An interesting math and causality-minded club
from Adam Kelleher:
The math and algorithm reading group (http://www.meetup.com/Math-and-Algorithm-Reading-Group/) is based in NYC, and was founded when I moved here three years ago. It’s a very casual group that grew out of a reading group I was in during graduate school. Some friends who were math graduate students were interested in learning more about general relativity, and I (a physicist) was interested in learning more math. Together, we read about differential geometry, with the goal of bringing our knowledge together. We reasoned that we could learn more as a group, by pooling our different perspectives and experience, than we could individually. That’s the core motivation of our reading group: not only are we there to help resolve each other get through the material if anyone gets stuck, but we’re also there to add what else we know (in the format of a group discussion) to the content of the material.
We’re currently reading Causality cover to cover. We’ve paused to implement some of the algorithms, and plan on pausing again soon for a review session. We intend to do a “hacking session”, to try our hands at causal inference and analysis on some open data sets.
Inspired by reading Causality, and realizing that the best open implementations of causal inference were packaged in the (old, relatively inaccessible) Tetrad package, I’ve started a modern implementation of some tools for causal inference and analysis in the causality package in Python. It’s on pypi (pip install causality, or check the tutorial on http://www.github.com/akelleh/causality), but it’s still a work in progress. The IC* algorithm is implemented, along with a small suite of conditional independence tests. I’m adding some classic methods for causal inference and causal effects estimation, aimed at making the package more general-purpose. I invite new contributions to help build out the package. Just open an issue, and label it an “enhancement” to kick of the discussion!
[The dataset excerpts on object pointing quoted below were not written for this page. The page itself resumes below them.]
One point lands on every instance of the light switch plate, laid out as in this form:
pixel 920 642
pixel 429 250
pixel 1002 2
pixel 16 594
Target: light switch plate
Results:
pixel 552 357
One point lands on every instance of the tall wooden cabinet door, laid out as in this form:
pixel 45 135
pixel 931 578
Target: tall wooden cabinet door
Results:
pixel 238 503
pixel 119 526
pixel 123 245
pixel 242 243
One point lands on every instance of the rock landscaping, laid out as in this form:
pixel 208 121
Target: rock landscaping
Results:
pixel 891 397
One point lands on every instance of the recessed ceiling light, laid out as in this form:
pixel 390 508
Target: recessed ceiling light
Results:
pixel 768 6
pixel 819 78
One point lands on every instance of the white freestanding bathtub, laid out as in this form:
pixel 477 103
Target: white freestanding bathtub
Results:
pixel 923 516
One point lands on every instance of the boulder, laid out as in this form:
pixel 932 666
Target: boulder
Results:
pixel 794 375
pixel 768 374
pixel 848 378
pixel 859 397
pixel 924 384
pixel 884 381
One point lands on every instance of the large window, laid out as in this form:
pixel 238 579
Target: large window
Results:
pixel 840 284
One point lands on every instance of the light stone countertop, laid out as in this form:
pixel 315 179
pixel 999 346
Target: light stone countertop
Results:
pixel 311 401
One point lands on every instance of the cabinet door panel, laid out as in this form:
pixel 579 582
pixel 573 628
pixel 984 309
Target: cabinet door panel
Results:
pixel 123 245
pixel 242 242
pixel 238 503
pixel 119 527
Finally, to make all of the work more accessible to people without more advanced math background, I’ve been writing a series of blog posts aimed at introducing anyone with an intermediate background in probability and statistics to the material in Causality! It’s aimed especially at practitioners, like data scientists. The hope is that more people, managers included (the intended audience for the first 3 posts), will understand the issues that come up when you’re not thinking causally. I’d especially recommend the article about understanding bias https://medium.com/@akelleh/understanding-bias-a-pre-requisite-for-trustworthy-results-ee590b75b1be#.qw7n8qx8d, but the whole series (still in progress) is indexed here: https://medium.com/@akelleh/causal-data-science-721ed63a4027#.v7bqse9jh
TETRAD source code in java is available on github: https://github.com/cmu-phil/tetrad. Nothing inaccessible about it. Rather than rewriting the wheel, why not beat the hell out of the algorithms already implemented, or find better ones? There has been a ton of work on causal search. Google it.
Clark Glymour
Comment by c glymour — September 15, 2016 @ 12:39 pm
I understand your frustration: some exceptional work has been done in Tetrad, and another package coming in probably looks like a bad job at competition. That’s not my goal at all.
I started working with causal inference only 3 years ago, when I started working as a Data Scientist. I realized that causal inference lead to the best achievable answer in certain contexts, and so I’ve actually found it useful in practice. Unfortunately, I’ve also found it difficult to use in practice. I could make specific, debatable complaints (N=1) about my own difficulties working with the Tetrad documentation, coming at it as a practitioner with a level of math sophistication that’s far beyond the average in the field, but there are probably less debatable issues I could focus on. Before outlining my main criticisms, I want to say that Tetrad really is an outstanding package, and trying to fix some of the issues I’ve had working with it are really what inspired me to develop a package of my own. The work you and others have done is nothing short of monumental, and I’d love to work with you on a tool that everyone would find useful, if you’re open to it. With that said, here are the main issues I’ve run into when using the package in practice:
(1) There are foundational issues with inference on multiple data types that aren’t apparently properly being addressed in the package. I experienced this when I first used it, and am still experiencing it after pulling the latest version today. Presumably, when you’re using continuous and discrete data together, you can discretize the continuous data and run a discrete conditional independence test (CIT). Unfortunately, this doesn’t work in practice. Try a markov chain with discrete -> continuous -> discrete variables. Discretize the middle variable: you lose information that the middle variable contains about the far left variable, and so the discretized continuous variable no longer blocks the chain. This is a serious problem! It’s clear that the package’s development focus is on new and interesting search/simulation algorithms, and less on the boring things, like data pre-processing and CITs. I’ve tried to address this in my package by providing a new critical value for a chi^2 test on a discretized variable (using _slow_ kernel density estimation to give a null model for what independence looks like after discretization), but it’s a work in progress. It’s too slow. The basic takeaway is: if tetrad does address this problem, it’s far from clear from reading the documentation how to do it.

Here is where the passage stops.